Un custode del sito archeologico di Pompei è stato arrestato per aver commesso presunti abusi sessuali su un turista di 17 anni. L'uomo avrebbe attirato il giovane in una domus chiusa al pubblico fingendosi una guida. Le indagini hanno portato al suo fermo.
Custode arrestato per presunti abusi a Pompei
Un addetto alla sorveglianza del parco archeologico di Pompei è stato arrestato. Le accuse nei suoi confronti riguardano presunti atti di violenza sessuale. La vittima sarebbe un turista di soli 17 anni. L'episodio ha scosso la comunità locale e gli addetti ai lavori.
L'uomo è stato fermato dai carabinieri della compagnia di Torre Annunziata. L'ordinanza di custodia cautelare è stata emessa dal tribunale oplontino. La Procura di Torre Annunziata ha coordinato le indagini. L'accusa è di violenza sessuale aggravata.
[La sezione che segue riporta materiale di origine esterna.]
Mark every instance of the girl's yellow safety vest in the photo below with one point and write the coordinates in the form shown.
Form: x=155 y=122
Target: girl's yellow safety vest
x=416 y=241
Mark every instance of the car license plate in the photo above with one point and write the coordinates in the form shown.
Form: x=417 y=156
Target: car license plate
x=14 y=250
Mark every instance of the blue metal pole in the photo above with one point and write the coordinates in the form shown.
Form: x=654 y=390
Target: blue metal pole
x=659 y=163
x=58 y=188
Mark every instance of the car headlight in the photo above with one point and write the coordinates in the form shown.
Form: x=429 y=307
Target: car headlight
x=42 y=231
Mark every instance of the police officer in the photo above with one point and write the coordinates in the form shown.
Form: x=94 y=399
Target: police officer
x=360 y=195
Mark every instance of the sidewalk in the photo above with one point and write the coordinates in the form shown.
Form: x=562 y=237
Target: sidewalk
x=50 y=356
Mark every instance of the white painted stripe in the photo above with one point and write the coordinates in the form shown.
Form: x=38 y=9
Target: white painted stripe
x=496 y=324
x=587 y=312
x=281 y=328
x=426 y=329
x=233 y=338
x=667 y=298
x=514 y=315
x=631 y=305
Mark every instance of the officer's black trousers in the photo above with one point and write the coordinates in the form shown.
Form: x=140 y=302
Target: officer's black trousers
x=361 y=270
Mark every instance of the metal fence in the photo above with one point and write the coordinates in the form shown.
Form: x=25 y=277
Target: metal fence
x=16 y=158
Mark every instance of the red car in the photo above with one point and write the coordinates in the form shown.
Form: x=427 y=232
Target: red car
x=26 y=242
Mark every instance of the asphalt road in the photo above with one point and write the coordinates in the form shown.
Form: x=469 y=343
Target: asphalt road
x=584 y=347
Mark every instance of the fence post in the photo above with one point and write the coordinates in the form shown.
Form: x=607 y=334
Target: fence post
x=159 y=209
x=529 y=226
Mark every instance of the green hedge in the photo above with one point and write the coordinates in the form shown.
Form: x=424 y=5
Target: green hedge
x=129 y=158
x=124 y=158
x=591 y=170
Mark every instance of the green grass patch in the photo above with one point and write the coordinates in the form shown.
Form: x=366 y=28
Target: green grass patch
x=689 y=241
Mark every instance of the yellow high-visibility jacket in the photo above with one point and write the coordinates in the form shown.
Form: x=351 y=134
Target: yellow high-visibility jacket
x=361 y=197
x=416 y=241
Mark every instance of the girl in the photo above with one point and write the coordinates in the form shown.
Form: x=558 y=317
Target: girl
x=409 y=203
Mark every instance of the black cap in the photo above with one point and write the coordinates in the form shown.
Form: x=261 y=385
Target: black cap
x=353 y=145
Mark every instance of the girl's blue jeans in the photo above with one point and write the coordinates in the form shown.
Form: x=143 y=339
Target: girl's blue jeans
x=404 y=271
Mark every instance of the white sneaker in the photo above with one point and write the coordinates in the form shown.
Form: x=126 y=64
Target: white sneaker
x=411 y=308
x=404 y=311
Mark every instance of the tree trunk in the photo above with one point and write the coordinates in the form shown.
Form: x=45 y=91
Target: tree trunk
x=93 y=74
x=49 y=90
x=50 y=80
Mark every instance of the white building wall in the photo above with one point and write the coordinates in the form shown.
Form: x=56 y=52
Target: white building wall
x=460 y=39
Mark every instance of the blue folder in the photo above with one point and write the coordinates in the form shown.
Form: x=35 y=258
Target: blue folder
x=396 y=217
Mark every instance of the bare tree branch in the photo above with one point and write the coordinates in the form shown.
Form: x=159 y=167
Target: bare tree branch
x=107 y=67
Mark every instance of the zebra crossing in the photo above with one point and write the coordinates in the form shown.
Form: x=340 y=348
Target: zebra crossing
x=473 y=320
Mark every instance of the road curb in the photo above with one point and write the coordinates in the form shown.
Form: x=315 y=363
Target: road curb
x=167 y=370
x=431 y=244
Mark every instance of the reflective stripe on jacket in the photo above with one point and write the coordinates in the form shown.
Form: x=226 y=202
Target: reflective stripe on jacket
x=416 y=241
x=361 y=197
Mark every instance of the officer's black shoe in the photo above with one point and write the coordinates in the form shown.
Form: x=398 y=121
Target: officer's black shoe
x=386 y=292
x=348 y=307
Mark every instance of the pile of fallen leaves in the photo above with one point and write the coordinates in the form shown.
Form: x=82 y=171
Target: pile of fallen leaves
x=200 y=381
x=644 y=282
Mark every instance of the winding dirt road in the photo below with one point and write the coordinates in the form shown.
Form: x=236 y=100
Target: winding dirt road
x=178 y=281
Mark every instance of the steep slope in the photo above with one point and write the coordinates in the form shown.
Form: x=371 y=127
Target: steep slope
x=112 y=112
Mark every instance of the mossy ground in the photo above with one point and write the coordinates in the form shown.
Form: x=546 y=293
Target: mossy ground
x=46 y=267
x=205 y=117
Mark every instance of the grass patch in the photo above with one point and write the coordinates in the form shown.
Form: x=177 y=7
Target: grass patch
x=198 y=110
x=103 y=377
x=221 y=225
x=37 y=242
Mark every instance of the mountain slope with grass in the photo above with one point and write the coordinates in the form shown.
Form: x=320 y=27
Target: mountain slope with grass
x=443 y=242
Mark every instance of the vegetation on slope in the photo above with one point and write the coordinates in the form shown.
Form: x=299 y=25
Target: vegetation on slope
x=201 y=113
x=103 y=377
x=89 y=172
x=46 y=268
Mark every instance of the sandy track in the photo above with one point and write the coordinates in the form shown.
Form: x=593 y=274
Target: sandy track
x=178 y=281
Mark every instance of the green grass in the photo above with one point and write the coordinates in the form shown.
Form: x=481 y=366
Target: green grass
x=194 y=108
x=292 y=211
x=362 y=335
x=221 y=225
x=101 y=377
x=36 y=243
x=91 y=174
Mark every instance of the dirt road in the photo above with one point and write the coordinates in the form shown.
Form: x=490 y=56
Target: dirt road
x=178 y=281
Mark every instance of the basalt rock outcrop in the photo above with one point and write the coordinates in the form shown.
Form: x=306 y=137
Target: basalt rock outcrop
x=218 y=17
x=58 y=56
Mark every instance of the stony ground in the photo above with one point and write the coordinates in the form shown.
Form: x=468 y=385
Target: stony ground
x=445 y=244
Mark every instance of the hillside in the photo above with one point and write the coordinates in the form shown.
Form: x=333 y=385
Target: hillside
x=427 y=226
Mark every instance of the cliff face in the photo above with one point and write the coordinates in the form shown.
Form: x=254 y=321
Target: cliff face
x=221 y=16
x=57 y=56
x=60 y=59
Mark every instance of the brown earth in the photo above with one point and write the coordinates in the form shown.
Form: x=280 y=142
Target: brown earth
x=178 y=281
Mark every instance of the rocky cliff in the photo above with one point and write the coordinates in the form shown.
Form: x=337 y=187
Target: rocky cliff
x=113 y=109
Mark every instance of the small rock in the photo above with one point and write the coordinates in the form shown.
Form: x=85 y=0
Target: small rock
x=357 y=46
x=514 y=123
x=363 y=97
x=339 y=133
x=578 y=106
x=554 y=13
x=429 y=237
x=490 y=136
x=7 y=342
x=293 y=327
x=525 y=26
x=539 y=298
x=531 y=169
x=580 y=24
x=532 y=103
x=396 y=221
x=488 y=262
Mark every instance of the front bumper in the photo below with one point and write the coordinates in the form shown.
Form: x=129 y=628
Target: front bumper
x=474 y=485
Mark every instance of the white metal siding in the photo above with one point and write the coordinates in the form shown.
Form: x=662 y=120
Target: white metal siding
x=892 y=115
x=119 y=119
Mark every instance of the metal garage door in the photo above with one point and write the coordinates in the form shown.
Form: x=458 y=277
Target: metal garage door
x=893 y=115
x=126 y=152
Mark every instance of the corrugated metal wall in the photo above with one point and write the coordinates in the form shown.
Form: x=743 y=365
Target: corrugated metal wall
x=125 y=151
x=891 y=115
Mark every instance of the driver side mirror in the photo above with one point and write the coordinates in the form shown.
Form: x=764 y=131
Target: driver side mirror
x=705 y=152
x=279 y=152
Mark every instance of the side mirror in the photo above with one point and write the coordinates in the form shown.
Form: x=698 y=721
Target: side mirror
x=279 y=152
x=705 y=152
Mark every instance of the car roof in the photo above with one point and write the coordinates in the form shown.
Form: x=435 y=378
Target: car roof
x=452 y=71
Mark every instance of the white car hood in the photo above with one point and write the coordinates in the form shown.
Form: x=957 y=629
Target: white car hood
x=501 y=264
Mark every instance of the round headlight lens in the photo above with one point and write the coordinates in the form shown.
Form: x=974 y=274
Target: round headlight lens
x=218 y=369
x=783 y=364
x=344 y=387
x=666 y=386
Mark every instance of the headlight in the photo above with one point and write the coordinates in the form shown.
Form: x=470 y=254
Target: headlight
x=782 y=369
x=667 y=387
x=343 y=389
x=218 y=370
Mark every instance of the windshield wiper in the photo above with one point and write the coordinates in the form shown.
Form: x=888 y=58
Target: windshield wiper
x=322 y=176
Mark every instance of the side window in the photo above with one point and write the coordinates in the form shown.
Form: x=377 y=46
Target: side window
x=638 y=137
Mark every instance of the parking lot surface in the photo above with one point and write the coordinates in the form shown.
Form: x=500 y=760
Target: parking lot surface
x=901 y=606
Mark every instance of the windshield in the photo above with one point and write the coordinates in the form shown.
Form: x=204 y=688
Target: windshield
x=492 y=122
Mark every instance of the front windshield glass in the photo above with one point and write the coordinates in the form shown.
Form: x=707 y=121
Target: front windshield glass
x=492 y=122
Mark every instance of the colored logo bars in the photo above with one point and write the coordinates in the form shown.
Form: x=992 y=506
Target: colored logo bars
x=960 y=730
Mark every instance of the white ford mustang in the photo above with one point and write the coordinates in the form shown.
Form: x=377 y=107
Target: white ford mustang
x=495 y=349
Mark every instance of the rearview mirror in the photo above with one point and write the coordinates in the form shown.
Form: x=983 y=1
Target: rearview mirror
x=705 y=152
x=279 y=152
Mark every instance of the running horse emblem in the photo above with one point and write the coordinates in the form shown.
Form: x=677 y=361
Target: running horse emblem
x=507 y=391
Adescato il giovane fingendosi guida turistica
I fatti contestati risalgono allo scorso 16 agosto. Il turista minorenne si era recato presso il posto fisso dei carabinieri negli scavi. Qui ha sporto denuncia-querela contro l'indagato. Le indagini hanno ricostruito la dinamica dei fatti. L'uomo avrebbe approcciato il ragazzo.
Si sarebbe presentato come una guida turistica. La sua divisa da custode avrebbe rafforzato la sua credibilità. Ha proposto al giovane una visita esclusiva. L'offerta riguardava una delle domus normalmente inaccessibili ai visitatori. Questo luogo appartato sarebbe stato teatro dell'aggressione.
Violenza in una domus chiusa al pubblico
Una volta all'interno della domus, l'uomo avrebbe agito. Secondo l'ipotesi degli inquirenti, avrebbe afferrato il ragazzo. La vittima avrebbe tentato di difendersi. I suoi sforzi sarebbero stati vani. L'aggressore avrebbe quindi costretto il giovane a subire la violenza.
Le indagini si sono basate su diverse prove. Fondamentali sono state le immagini delle telecamere di sorveglianza. I filmati interni al parco archeologico hanno permesso di identificare il presunto autore. Le autorità hanno potuto ricostruire i movimenti dell'uomo. L'identificazione è stata rapida grazie a queste riprese.
Custode in carcere a Vallo della Lucania
A seguito delle indagini e del mandato di arresto, l'uomo è stato condotto in carcere. Attualmente si trova recluso nella casa circondariale di Vallo della Lucania. L'arresto segna un passo importante nell'accertamento dei fatti. Le autorità proseguono gli accertamenti per chiarire ogni dettaglio.
La notizia ha suscitato sconcerto tra i visitatori e gli operatori del settore turistico. La sicurezza all'interno di siti archeologici di tale importanza è fondamentale. Le autorità hanno assicurato il massimo impegno per garantire la protezione di tutti.
Domande frequenti
Chi è stato arrestato a Pompei? Un custode del parco archeologico di Pompei è stato arrestato. È accusato di presunti abusi sessuali su un turista minorenne.
Cosa è successo a Pompei? Un custode avrebbe adescato un turista di 17 anni fingendosi una guida. Lo avrebbe poi condotto in una domus chiusa al pubblico e commesso presunti abusi sessuali.